Wilcoxon statistic: 5.0
P-value: 0.009765625
There is a statistically significant difference between the paired samples.


H3.2.4: In terms of time to succeed (TTS), there is a satistically significant difference between responses to ChatGPT-generated and human-generated prompts for IT-specific words. 

In [17]:
data = pd.read_csv('Taboo_Game_Data(v2).csv')

#Filter results 
df = data[data['wordGroup'].isin(['IT'])]

#Filter results where TTS is not null
true_df = df[df['guessed'] == True]

#Filter results according to prompt provider
gpt_df = true_df[true_df['generatedBy'].isin(['gpt'])]
human_df = true_df[true_df['generatedBy'].isin(['human'])]

#Filter TTS 
combined_df = gpt_df.merge(human_df, on='Name', suffixes=('_gpt', '_human'))
GPT_TTS = combined_df['timeToSuccess_gpt']
Human_TTS = combined_df['timeToSuccess_human']

#Perform Wilcoxon signed-rank test
statistic, p_value = stats.wilcoxon(GPT_TTS, Human_TTS)
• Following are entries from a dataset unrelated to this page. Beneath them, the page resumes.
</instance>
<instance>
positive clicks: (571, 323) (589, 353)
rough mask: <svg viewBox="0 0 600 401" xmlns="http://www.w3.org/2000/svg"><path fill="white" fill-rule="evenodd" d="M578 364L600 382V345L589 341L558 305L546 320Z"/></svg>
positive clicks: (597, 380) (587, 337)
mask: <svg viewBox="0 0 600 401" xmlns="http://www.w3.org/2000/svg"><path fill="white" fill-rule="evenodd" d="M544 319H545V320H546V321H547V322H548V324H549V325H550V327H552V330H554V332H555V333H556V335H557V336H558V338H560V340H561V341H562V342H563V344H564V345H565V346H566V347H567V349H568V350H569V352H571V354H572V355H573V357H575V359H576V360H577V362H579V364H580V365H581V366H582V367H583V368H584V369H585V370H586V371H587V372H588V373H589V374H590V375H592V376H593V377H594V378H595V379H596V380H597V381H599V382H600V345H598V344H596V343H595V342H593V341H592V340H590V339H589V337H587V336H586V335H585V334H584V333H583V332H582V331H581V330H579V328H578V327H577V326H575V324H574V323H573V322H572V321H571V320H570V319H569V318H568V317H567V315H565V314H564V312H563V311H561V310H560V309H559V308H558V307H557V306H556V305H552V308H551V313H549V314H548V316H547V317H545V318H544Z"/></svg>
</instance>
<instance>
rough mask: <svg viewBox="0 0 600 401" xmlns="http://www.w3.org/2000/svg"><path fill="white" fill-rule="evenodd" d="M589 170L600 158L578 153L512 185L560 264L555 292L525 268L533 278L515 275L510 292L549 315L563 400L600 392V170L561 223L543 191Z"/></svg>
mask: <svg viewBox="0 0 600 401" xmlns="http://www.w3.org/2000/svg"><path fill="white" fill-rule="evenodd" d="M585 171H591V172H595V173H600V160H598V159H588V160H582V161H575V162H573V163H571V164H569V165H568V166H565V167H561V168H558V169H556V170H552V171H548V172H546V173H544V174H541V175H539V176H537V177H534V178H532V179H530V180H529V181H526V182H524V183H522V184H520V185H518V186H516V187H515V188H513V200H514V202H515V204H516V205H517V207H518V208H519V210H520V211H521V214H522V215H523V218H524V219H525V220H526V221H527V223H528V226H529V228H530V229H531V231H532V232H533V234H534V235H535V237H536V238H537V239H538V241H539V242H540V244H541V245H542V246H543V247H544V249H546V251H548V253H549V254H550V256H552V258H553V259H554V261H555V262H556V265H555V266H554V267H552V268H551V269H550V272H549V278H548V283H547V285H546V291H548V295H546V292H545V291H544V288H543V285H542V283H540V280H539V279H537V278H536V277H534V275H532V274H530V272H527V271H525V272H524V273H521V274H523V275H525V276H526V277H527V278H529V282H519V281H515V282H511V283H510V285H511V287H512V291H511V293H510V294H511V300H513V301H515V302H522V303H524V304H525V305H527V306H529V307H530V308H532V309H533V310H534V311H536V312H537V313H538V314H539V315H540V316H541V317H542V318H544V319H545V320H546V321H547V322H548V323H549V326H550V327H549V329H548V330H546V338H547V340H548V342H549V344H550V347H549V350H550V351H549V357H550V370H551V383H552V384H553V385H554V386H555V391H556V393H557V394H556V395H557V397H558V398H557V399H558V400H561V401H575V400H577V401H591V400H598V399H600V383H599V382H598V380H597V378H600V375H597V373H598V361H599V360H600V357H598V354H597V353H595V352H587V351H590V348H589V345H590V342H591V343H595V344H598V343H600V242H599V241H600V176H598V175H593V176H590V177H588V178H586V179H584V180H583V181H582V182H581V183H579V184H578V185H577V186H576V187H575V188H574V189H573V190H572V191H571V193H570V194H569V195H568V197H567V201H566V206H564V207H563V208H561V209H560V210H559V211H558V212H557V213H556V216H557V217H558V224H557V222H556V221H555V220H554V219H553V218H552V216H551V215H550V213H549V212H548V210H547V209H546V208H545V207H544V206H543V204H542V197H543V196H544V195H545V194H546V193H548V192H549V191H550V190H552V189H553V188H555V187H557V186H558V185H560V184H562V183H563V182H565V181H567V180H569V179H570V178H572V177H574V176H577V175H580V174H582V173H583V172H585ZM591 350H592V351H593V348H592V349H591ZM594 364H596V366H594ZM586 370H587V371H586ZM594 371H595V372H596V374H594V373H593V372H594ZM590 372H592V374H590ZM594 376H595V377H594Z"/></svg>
# Output the test statistic and p-value
print(f"Wilcoxon statistic: {statistic}")
print(f"P-value: {p_value}")

# Interpret the results based on the p-value
if p_value < 0.05:
    print("There is a statistically significant difference between the paired samples.")
else:
    print("There is no statistically significant difference between the paired samples.")

Wilcoxon statistic: 4.0
P-value: 0.02734375
There is a statistically significant difference between the paired samples.